Immigration, widely misunderstood and whipped up by the gutter press, is what probably sealed the Remain camp’s fate. One of the central EU tenets is the free movement of people, and if a member state’s economy is less healthy, its citizens can go elsewhere to find work, and pay taxes. The British economy is healthy and has naturally attracted people, but the British are at equal liberty to work in Europe in similar circumstances. However Britain’s “Island Race” mentality often doesn’t get it.
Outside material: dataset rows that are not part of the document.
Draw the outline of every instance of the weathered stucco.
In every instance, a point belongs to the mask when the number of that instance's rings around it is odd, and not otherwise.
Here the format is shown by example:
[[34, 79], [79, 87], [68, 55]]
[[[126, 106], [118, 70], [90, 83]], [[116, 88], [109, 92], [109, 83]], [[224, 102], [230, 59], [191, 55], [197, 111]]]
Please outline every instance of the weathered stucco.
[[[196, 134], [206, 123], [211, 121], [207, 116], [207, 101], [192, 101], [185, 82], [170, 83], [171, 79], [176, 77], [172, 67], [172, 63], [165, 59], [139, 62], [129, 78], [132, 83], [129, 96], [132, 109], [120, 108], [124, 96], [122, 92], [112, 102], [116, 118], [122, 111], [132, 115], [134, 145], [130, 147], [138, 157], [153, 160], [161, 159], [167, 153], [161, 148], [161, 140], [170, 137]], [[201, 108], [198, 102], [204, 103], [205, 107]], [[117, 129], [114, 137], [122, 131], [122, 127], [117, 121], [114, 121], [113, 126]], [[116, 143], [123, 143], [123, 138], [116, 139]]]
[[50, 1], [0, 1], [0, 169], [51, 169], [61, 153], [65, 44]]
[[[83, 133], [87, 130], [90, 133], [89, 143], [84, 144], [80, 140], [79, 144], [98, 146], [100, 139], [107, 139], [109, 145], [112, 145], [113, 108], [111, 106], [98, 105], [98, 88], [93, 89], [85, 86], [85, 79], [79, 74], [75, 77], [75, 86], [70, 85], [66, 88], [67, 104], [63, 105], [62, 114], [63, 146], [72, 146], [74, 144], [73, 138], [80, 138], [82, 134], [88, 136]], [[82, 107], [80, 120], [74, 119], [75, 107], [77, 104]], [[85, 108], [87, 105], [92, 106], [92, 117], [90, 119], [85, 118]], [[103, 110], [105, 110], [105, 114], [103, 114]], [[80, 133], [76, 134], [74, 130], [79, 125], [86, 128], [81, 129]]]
But not all of Britain wanted to leave the EU. Northern Ireland and Scotland have always embraced its ideals and voted strongly to remain, as did London. I am from Scotland’s capital, Edinburgh, which is home to some 30,000 Spaniards, among other EU nationalities who have always been welcome and contributed much to the city and its cosmopolitan atmosphere, but now they are worried that they are suddenly no longer welcome, and that is an uncomfortable feeling. The Scottish Government, which has clearly stated that they are welcome, has already started talks to do all it can to remain in the EU, which may require an independence vote. That would break up the UK, the last thing the Conservative party wants, but you reap what you sow.

To misquote Monty Python, “What has the EU done for us?” A lot, actually. Europe has provided decades of peace, nearly 60% of our trade, huge infrastructure investment, security, food and drink standards, trade, workplace and environmental protection and much, much more. It has fostered a more global outlook and friendship, cultural exchange and trust among member states and their people. But it is not perfect, realistically it can’t be; there is an inevitably large bureaucracy and much reform is needed, but the good outweighs the bad, and the only way it can be reformed is from within.

I fervently hope that an independent Scotland can somehow remain, sharing and contributing to the European ideal with our friends on the continent, and continuing to ship Sherry without any new English taxes.


Cream Micaela 17%, Bodegas Barón

Appearance
Deeply coloured walnut brown through mahogany to amber at the rim, legs.
Nose
Attractive, fairly fruity, raisiny PX and caramel aromas followed by savoury hints of walnut and fairly old Oloroso, but overall it has a fresh, gently fruity and tangy aroma with some seriousness behind and a notable PX texture.
Palate
A nicely balanced blend,generously flavoured and not excessively sweet, and with a soft texture and good Oloroso flavour. What a Cream Sherry should be. There is just a trace of salinity betraying its sanluqueño roots, but that just adds to its freshness and vitality. Good length.
Comments
This is a very good Cream Sherry from Sanlúcar. It is aged for about five years as a blend and is part of the well-priced and well-made Micaela range from Barón. I feel Cream Sherries are overlooked because everyone wants more fashionable dry Sherry, but this is perfect for sipping slightly chilled with some torta malagueña while watching a late night film.